Discussion in 'Trading' started by futuretrade, Aug 8, 2003.

  1. Here is a scenario I thought of. I am not claiming to be the first to think of this, only that I haven't heard of this elsewhere.

    PDT is enforced individually at each brokerage. Within any 5 day period, you can only make 3 round trip day trades without being shut down as a day trader, if your account is below 25K.

    So here is my solution. Don't open a single account with 10 or 15K. You're only screwing yourself by limiting yourself to three trades weekly.

    Instead open up 5 different accounts with different brokerages. I don't know something like IB, Datek(yeah, it can be expensive), whatever, just something reasonably cheap. Keep the minimum in there, or better yet find an account that has no minimum after the initial.

    Each account is for a day. Your IB Account might be your Monday account. Your Datek account could be your Tuesday account. Somwhere else, wednesday, etc.

    The point is, you can now make 3 round trips per day/15 per week. I know this is a lot of work, but for some people it might be worth it. The futures markets are expensive places to learn.

    Does this sound like it would work?
     
  2. I'm not sure if it would be legal, but from a pragmatic standpoint, you would likely not have enough money in each account to buy the number of shares of stocks you would want. In other words, you'd be limited to probably one position at a time per account given that you'd be dividing your $15,000 by 5 (or whatever amount).
     
  3. Ebo

    Ebo

    You have got to be kidding.
    What are going to do trade 10 shares in each account?
    What kind of glue are you sniffing?
     
  4. Your position size would be too small on each trade to actually profit from this. How about you just trade Futures?

    -FastTrader
     
  5. Funny... three overlapping replies within three minutes all saying pretty much the same thing.
     
  6. I used to have 2 accounts at the same firm and would switch my funds in the other one when I had exhausted my 3 daytrades. Then I went on a trip and left one of the account empty. Next thing I knew the SOB's had closed it. But yeah you can trade in 3 $5000 accounts. But hey you know what? the PDT is great after all. Thank God there are plenty of other things to do than daytrading stocks. I wouldn't know that if it weren't for these nice NASD folks always there to protect the little guy.
     
  7. JT47319

    JT47319

    E-minis.

    No PDT. No uptick rule.
     
  8. Lets assume each account is 3000. With margin, you can buy close to 6000 dollars on each trade. Assuming that a stock costs around 20, that's 300 shares, 30x more than 10.

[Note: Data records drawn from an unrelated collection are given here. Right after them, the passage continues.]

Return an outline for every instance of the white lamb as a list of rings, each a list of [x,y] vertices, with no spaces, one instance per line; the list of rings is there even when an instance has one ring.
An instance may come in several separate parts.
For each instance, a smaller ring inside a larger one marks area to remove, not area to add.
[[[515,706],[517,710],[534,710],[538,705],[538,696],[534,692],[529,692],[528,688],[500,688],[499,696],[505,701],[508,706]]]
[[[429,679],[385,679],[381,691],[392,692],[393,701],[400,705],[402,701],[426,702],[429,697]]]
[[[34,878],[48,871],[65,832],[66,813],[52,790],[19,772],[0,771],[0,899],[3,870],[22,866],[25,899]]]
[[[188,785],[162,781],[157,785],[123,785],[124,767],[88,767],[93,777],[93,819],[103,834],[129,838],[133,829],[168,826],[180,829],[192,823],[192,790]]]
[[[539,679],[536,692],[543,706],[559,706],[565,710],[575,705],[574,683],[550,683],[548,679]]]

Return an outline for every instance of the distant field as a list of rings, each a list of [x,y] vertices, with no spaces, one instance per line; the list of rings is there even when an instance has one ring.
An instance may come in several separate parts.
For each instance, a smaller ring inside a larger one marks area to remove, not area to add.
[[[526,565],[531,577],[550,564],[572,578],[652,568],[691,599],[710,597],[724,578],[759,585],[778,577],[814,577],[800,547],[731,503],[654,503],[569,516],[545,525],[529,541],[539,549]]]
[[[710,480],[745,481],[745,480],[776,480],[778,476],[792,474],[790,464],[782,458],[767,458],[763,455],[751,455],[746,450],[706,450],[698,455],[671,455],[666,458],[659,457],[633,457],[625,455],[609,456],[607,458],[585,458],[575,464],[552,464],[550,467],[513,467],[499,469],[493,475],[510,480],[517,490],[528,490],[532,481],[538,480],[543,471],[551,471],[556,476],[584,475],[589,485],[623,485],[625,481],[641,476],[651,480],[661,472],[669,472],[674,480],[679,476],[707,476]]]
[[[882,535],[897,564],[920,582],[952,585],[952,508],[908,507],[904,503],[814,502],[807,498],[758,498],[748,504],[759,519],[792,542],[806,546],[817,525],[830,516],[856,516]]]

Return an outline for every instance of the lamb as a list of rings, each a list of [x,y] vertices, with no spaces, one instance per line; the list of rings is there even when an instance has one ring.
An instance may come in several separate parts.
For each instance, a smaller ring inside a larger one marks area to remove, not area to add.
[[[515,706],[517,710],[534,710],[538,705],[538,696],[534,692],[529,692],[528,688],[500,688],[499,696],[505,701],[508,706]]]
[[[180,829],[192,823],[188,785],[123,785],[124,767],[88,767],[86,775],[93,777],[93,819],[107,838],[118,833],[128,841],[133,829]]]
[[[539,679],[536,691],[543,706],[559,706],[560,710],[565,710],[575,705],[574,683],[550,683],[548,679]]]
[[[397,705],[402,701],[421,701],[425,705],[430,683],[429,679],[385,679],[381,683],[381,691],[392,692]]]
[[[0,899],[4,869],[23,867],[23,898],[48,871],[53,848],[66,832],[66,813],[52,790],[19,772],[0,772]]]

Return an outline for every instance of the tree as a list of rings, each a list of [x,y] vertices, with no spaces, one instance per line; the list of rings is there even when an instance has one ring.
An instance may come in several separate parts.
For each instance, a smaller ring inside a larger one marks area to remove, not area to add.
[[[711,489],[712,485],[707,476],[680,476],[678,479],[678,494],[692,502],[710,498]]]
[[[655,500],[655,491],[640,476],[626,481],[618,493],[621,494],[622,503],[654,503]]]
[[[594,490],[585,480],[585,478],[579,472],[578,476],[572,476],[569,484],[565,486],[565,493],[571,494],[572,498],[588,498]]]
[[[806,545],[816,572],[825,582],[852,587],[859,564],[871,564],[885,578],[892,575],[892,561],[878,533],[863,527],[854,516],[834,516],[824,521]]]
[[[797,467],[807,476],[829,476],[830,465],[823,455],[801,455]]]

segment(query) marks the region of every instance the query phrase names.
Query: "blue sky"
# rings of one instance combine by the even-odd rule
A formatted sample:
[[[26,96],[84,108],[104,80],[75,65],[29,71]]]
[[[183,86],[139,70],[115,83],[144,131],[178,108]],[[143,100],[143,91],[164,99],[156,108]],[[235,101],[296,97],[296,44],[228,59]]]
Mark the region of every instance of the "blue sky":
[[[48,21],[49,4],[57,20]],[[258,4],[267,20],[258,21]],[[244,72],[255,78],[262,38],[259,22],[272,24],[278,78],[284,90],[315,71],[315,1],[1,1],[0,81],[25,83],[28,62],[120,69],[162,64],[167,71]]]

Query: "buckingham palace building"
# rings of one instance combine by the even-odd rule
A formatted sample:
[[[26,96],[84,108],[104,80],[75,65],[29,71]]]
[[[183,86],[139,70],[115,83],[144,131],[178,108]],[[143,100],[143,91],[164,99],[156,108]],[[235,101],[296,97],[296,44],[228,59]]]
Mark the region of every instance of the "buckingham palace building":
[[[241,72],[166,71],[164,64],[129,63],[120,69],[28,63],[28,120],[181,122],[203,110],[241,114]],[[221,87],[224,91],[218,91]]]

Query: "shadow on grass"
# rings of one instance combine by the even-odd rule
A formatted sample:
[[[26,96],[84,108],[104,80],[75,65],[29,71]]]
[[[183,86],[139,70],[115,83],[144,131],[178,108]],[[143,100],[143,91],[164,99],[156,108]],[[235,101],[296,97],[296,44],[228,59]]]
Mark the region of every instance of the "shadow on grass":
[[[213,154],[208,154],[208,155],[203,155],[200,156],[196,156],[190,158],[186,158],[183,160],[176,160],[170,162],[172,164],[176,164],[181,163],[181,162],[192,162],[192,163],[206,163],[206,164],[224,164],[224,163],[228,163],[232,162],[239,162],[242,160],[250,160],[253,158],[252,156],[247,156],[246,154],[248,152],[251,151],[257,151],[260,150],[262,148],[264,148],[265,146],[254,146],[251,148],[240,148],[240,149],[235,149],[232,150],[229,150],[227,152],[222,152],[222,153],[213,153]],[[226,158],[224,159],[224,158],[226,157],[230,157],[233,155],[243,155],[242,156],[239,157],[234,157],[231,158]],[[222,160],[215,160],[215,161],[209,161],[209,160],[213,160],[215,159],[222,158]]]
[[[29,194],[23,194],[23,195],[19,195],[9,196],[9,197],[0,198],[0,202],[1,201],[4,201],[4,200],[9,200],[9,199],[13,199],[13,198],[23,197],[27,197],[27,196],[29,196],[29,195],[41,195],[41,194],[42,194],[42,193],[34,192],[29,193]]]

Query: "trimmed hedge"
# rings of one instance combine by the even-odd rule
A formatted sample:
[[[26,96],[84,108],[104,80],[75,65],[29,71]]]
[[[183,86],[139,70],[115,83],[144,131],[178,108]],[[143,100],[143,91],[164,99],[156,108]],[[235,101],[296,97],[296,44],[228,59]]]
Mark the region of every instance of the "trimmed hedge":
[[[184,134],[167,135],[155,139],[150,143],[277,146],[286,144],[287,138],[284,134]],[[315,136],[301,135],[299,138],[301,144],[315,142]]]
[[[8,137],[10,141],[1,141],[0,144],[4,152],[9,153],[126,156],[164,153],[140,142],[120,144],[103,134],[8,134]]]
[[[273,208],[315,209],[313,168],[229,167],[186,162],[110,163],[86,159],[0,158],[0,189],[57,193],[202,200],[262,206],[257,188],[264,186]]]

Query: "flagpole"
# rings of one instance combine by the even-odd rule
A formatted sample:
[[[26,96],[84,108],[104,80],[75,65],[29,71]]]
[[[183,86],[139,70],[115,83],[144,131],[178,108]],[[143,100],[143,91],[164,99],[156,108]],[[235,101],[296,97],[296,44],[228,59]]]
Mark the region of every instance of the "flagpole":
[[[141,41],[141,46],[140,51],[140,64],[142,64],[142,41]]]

    If you can get 10 cents a trade, (not a scalp) you'd be looking at 90 gross per day, not bad for someone starting out. WIth a little bit of luck and volatility, maybe even 125 or 150 a day.

    Of course a new person wouldn't be that lucky.
    My point was you might be able to average 50-75 per day, 250-350 per week and not the 50-75 per day.

    I think it would work. Just offering my suggestions.
     
  9. The problem with eminis for the new person is leverage and spread. Assuming a newbie is going to try futures, assume they pay the spread each way. That's 25 dollars lost right there. 4.80 commission. Newbies done 30 already. That'a a pretty step learnign curve to overcome.

    I think a newbie would be much better off hitting the SPY's or the QQQ's to learn, while they build up their account.


    futuretrade
     
  10. DeepC

    DeepC

    Wouldn't getting on with a prop firm be the easiest way around the PDT requirements??

    Seems to be several out there that will take 5k to 10k giving 10 to 1 leverage, and allow you to trade remotely without a license.